Although the report by Decanter claimed that ‘in the Créon area, virtually every grape has been destroyed’, we were able to save a part of the crop.  But it was twice the work for half the quantity.  Thankfully, our efforts were rewarded by the fact that in 2007, the top selling wine at Gordon Ramsay’s three Michelin star restaurant in London was our top red cuvée from 2003.  And Oz Clarke selected our Clos des Quinze 2003 as one of his top 250 wines of the year in his 2007 Buyer’s guide.  Which is all very gratifying but we took a bath, financially.

This year’s disaster is less dramatic but just as damaging for the sauvignon blanc – a key ingredient in the recipe for our Bordeaux Blanc Sec.  I was worried by the cold snap we had back in April, with a very frosty morning on 7th April and another a week later.  This is the view from the château on the 7th, which may look pretty but it struck a chord of horror for me.  

It was much colder still on the 15th.  Bud break had already begun, and although the merlot (below) was hardly affected, the sauvignon on the lower slopes caught a very bad chill.  The buds were just popping out and the cold snap seriously stunted the cycle, with some buds burnt by the freezing temperatures.  As a result, many shoots have developed much later, with very few potential bunches in evidence.  

Mercifully, we have a new plantation coming into production this harvest, although with far fewer bunches than expected after four years, and we’ve taken out a lease on 5 hectares of old, white vines nearby. Meanwhile, 30,000 young sauvignon blanc vines at Bauduc are not yet in production.

The hunt for sauvignon is on, because we have only until the end of July to find more white vines to lease.  As a château, we cannot simply buy in grapes to make up the shortfall, as you would in New Zealand, for example.   If we are not successful, you might find me standing outside the local cave co-operative come September, inspecting trailers of sauvignon grapes and loitering like a ticket tout outside a football ground.

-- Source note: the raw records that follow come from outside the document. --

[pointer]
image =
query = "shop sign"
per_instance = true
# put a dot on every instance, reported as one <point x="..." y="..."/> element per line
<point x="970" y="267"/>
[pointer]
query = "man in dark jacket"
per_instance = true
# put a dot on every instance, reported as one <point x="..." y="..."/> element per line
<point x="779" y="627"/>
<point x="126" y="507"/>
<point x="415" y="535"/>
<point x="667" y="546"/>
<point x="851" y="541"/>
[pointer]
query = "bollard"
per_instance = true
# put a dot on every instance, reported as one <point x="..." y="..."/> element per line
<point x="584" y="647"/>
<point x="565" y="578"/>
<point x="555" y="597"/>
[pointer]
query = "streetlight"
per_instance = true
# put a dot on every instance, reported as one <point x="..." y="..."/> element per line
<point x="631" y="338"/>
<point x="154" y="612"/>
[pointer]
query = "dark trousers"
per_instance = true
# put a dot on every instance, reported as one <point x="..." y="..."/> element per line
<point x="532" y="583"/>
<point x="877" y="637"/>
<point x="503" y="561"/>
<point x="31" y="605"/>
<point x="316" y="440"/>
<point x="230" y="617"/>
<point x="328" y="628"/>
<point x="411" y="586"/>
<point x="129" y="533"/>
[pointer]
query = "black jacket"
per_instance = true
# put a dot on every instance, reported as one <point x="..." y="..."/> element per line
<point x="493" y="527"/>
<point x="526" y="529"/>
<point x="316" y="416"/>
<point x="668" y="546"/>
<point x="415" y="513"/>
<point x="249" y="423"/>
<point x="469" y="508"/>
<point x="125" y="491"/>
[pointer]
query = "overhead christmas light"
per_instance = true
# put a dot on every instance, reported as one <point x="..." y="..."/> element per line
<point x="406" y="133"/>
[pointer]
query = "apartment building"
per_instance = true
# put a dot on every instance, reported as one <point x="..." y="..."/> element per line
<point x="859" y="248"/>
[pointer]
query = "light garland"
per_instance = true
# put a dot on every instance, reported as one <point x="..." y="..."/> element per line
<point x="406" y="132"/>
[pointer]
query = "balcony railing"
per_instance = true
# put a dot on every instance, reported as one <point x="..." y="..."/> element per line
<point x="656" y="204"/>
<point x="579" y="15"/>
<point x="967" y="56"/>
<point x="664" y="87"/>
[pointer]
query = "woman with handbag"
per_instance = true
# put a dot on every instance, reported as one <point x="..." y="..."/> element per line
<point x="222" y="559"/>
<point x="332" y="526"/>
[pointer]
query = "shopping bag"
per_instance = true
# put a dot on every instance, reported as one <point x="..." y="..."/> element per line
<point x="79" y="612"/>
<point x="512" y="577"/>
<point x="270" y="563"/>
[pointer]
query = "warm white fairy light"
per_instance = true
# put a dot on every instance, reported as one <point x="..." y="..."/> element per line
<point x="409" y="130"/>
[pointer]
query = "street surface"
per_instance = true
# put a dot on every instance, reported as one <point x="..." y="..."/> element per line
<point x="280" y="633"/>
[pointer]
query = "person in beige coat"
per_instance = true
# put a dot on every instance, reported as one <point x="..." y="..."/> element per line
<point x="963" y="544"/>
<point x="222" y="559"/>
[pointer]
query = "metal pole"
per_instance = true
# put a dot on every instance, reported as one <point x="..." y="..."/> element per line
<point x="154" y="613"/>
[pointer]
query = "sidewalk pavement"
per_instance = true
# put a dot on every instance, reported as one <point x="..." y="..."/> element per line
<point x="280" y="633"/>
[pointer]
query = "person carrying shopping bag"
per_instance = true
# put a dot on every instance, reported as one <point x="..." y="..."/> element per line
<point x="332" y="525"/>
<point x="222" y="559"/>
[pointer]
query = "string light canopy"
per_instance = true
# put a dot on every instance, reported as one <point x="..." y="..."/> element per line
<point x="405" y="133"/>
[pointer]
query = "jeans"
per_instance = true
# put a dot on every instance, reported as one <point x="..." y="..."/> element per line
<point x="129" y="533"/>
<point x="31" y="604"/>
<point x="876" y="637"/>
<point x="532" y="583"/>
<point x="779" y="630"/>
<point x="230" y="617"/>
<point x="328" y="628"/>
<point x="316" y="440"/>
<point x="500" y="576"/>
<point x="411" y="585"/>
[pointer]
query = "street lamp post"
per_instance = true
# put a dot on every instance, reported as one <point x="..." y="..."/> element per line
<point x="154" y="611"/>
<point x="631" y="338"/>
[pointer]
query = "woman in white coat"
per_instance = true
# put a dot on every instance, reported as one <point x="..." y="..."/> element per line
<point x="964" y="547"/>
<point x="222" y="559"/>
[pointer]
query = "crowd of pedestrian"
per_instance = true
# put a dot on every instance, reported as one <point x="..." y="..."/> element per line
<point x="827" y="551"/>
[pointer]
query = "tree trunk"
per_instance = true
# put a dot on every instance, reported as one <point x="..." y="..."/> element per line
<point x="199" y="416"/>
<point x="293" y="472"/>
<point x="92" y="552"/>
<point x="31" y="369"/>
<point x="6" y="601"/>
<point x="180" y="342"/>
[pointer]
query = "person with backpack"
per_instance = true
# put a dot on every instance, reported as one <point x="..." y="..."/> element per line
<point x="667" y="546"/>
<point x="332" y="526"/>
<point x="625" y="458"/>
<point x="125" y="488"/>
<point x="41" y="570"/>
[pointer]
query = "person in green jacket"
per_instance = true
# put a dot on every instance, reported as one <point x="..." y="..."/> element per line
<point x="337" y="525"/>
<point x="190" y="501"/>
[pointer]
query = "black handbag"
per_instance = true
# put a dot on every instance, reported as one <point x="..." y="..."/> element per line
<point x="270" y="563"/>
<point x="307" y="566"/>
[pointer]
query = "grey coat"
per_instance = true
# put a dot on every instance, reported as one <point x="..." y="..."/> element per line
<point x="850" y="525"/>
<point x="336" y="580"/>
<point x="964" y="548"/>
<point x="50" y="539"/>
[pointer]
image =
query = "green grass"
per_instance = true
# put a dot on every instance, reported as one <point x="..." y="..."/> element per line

This is sent to friends on our mailing list.

2 thoughts on “Frost Damage but No Hail, Please

  1. Christopher Godber

    A vineyard owner near Bordeaux has suggested to me that the storms and cold snap in 2008 have been bad enough to 'substantially reduce' the 2008 harvest potential.He also suggests that the result of this will be that the second round of
    2007 En Primeur Reds will show sharply increased prices.
    Does anyone have a view ?

  2. GQ

    Christopher, certainly with the whites in 2008 there will be a low crop of sauvingnon blanc and I'll cover that in a separate post. The merlot, by far the most widely planted variety in Bordeaux, is very uneven after mixed results with the flowering in June. Some of the best vineyards – in Pomerol and St-Emilion for example – have suffered from poor fruit set following wet and cold weather in the first fortnight in June. Others have been luckier. I'll report back with a half-term report (with two critical months to go before the harvest), towards the end of July. As for 2007 en primeur prices, all the major chateaux have released theirs, so we won't see many changes there. There is plenty of highly-priced stock around, and it's a tough campaign. However, if anyone loves dry white sauvignon from Bordeaux, we have had three good years in a row, with the 2007s now on the market being delicious. I would definitely buy top wines en primeur now – some super wines from the Graves (eg Clos Floridene), and from Pessac-Leognan there are few duds: go for Malartic-Lagraviere, Haut-Bergey, Smith Haut-Lafitte, Carbonnieux, and there are many others. Personally speaking, with the reds, I would wait. I am going to taste them all next autumn, probably before RP, so I would like to see how they are in bottle and I don't think prices will be higher then. The 2006 reds, being bottled now, are the ones to look to for increases come early 2009, post Parker scores in bottle.